Asked why the Iraqis used no weapons of mass destruction (WMD) against U.S. and coalition forces, Wallace first said the question ought to be asked of the Iraqi commanders, but then offered two possibilities:

"One theory is that we moved so fast they couldn't get their hands on it to employ it. And secondly, I would like to believe our information operations campaign had an impact" on the Iraqi commanders who "might have the opportunity to pull the trigger, and they thought it not such a good idea." Wallace also pointed out, in support of the first possibility, that combat operations began just a few days after U.N. weapons inspectors had left Iraq, and speculated that the Iraqis had the WMD hidden so well to prevent the inspectors from finding it that they couldn't retrieve it in time to use it.

Wallace said the decisive point in the fighting came when 3rd Infantry Division forces attacked a point along the Euphrates River between al-Hillah and Karbala, while simultaneously the 7th Cavalry moved to a point just south of the Karbala Gap. At the same time, he said, he directed the 101st Air Assault Division to attack from near an-Najaf toward a-l-Hillah, and also directed the 82d Airborne Division to make a similar attack into as-Samawah. Further, two aviation squadrons of the 101st performed an armed reconnaissance on the western flank.

As those five attacks were completed, intelligence and aerial observation reported that the Iraqis were repositioning their forces, apparently because the Iraqi commanders had judged the attacks to be the U.S. main effort, Wallace said.

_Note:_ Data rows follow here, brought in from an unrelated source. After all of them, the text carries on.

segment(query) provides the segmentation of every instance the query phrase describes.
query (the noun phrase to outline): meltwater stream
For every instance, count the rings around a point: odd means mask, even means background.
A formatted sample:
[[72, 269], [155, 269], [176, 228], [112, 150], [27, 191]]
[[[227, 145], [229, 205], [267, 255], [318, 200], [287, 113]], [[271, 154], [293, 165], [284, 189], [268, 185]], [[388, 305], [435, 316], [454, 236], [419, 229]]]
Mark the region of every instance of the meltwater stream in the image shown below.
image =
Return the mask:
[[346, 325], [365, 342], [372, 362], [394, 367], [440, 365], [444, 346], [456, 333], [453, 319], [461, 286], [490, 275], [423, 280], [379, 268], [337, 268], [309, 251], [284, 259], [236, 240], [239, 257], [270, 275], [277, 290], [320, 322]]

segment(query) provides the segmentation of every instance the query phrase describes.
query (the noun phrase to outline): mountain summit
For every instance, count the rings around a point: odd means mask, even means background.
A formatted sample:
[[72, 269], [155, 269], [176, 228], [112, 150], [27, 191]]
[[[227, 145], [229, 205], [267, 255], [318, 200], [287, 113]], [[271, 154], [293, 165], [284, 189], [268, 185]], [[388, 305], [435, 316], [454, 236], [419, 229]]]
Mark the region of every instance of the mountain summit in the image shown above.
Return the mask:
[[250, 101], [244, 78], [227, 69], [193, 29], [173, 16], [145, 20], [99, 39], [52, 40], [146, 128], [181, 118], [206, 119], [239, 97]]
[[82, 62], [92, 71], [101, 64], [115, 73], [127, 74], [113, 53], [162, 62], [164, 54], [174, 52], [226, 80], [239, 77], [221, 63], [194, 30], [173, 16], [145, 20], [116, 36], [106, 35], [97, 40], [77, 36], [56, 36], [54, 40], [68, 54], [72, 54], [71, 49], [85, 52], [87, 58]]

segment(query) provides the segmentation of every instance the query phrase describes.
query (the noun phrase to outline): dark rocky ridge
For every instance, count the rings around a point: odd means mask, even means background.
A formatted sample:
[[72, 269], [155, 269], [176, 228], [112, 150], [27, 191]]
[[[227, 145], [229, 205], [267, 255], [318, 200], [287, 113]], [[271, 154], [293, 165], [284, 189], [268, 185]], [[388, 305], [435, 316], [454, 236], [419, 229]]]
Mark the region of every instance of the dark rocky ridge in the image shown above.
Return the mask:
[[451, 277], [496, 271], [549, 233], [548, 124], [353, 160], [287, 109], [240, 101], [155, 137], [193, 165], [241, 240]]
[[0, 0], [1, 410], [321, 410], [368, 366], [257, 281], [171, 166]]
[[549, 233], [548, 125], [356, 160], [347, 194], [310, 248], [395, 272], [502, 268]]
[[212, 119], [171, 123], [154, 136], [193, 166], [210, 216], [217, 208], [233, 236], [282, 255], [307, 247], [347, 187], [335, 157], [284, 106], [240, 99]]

"And it was about 3:00, maybe 4:00 in the afternoon on a beautiful sunlit day, low wind, no restrictions to flight, and at that point the U.S. Air Force had a heyday against those repositioning Iraqi forces," he said.

The combination of those combat operations plus the fact of having created a forward logistical supply base, Wallace said, led directly to the capture of Baghdad's airport just three days later.

"So if you're looking for a decisive point in the fight, for me, that was the decisive point," Wallace said.

Asked about the trouble the 11th Aviation's Apache attack helicopters ran into against the Iraqi Medina Division on March 23, Wallace said that "both the location of our attack aviation assembly areas and the fact that we were moving out of those assembly areas in the attack was announced to the enemy's air defense personnel by an Iraqi observer" located in An Najaf and using a cellular telephone with a speed-dial feature. An after-action review with the pilots and commanders led to changes in the use of attack aviation, he said, and two nights later they successfully conducted a deep operation to just north of Karbala.

Currently, "Iraq's still a dangerous place," Wallace said, with residual regime elements and criminals let out of jail by Saddam Hussein. Questioned about security in Baghdad, he answered, "I'm not particularly concerned about security in Baghdad at all," other than occasional criminal elements.

Wallace also noted that the military had called for Baghdad's police force to return to work earlier this week, and some 4,000 police officer --- about 52 percent of the force --- reported for duty the next day. They are conducting joint patrols with the 18th Military Police Brigade and 4 and a half Army Military Police companies, he said. The police lack vehicles, he said, and making sure they get paid is a challenge, but he's confident the joint patrols will be a successful operation.

Apart from Baghdad, Wallace said a civil-military operations center opened in downtown Tikrit, Saddam Hussein's hometown, on May 6, "[s]o the people there are ... beginning to realize that the regime that they were closely associated with is no longer in control." Mosul selected an interim mayor May 6, he noted, and "great progress is being made in Kirkuk."

"And right now, today, this morning [May 7], I have no areas that I'm overly concerned about," Wallace said.